This document contains information about the packaging of nvme-stas.
nvme-stas is a Python 3 project and does not require compile-time libraries per se. However, we use the meson build system for installation and testing. With regards to testing, nvme-stas provides static code analysis (pylint, pyflakes), which can be run with "meson test
".
Library / Program | Purpose | Mandatory / Optional |
---|---|---|
meson | Project configuration, installation, and testing. | Mandatory |
pylint | Static code analysis | Optional |
python3-pyflakes | Static code analysis | Optional |
nvme-stas is built on top of libnvme, which is used to interact with the kernel's NVMe driver (i.e. drivers/nvme/host/
). To support all the features of nvme-stas, several changes to the Linux kernel are required. nvme-stas can also operate with older kernels, but with limited functionality. Kernel 5.18 provides all the features needed by nvme-stas. nvme-stas can also work with older kernels that include back-ported changes to the NVMe driver.
The next table shows different features that were added to the NVMe driver and in which version of the Linux kernel they were added (the list of git patches can be found in addendum). Note that the ability to query the NVMe driver to determine what options it supports was added in 5.17. This is needed if nvme-stas is to make the right decision on whether a feature is supported. Otherwise, nvme-stas can only rely on the kernel version to decide what is supported. This can greatly limit the features supported on back-ported kernels.
Feature | Introduced in kernel version |
---|---|
host-iface option - Ability to force TCP connections over a specific interface. Needed for zeroconf provisioning. |
5.14 |
TP8013 Support - Discovery Controller (DC) Unique NQN. Allow the creation of connections to DC with a NQN other than the default nqn.2014-08.org.nvmexpress.discovery |
5.16 |
Query supported options - Allow user-space applications to query which options the NVMe driver supports | 5.17 |
TP8010 Support - Ability for a Host to register with a Discovery Controller.
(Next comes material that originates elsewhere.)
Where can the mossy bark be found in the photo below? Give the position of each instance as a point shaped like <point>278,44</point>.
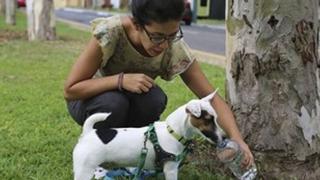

This version of the kernel introduces a new event to indicate to user-space apps (e.g. nvme-stas) when a connection to a DC is restored. This is used to trigger a re-registration of the host. This kernel also exposes the DC Type (dctype) attribute through the sysfs, which is needed to determine whether registration is supported. | 5.18 |
nvme-stas also depends on the following run-time libraries and modules. Note that versions listed are the versions that were tested with.
Library | Min version | stafd | stacd | How to determine the currently installed version |
---|---|---|---|---|
libnvme | 1.0 | Mandatory | Mandatory | N/A |
python3-dasbus | 1.6 | Mandatory | Mandatory | pip list | grep dasbus |
python3-pyudev | 0.22.0 | Mandatory | Mandatory | python3 -c 'import pyudev; print(f"{pyudev.__version__}")' |
python3-systemd | 240 | Mandatory | Mandatory | systemd --version |
python3-gi (Debian) OR python3-gobject (Fedora) | 3.36.0 | Mandatory | Mandatory | python3 -c 'import gi; print(f"{gi.__version__}")' |
nvme-tcp (kernel module) | 5.18 * | Mandatory | Mandatory | N/A |
dbus-daemon | 1.12.2 | Mandatory | Mandatory | dbus-daemon --version |
avahi-daemon | 0.7 | Mandatory | Not required | avahi-daemon --version |
- Kernel 5.18 provides full functionality. nvme-stas can work with older kernels, but with limited functionality, unless the kernels contain back-ported features (see Addendum for the list of kernel patches that could be back-ported to an older kernel).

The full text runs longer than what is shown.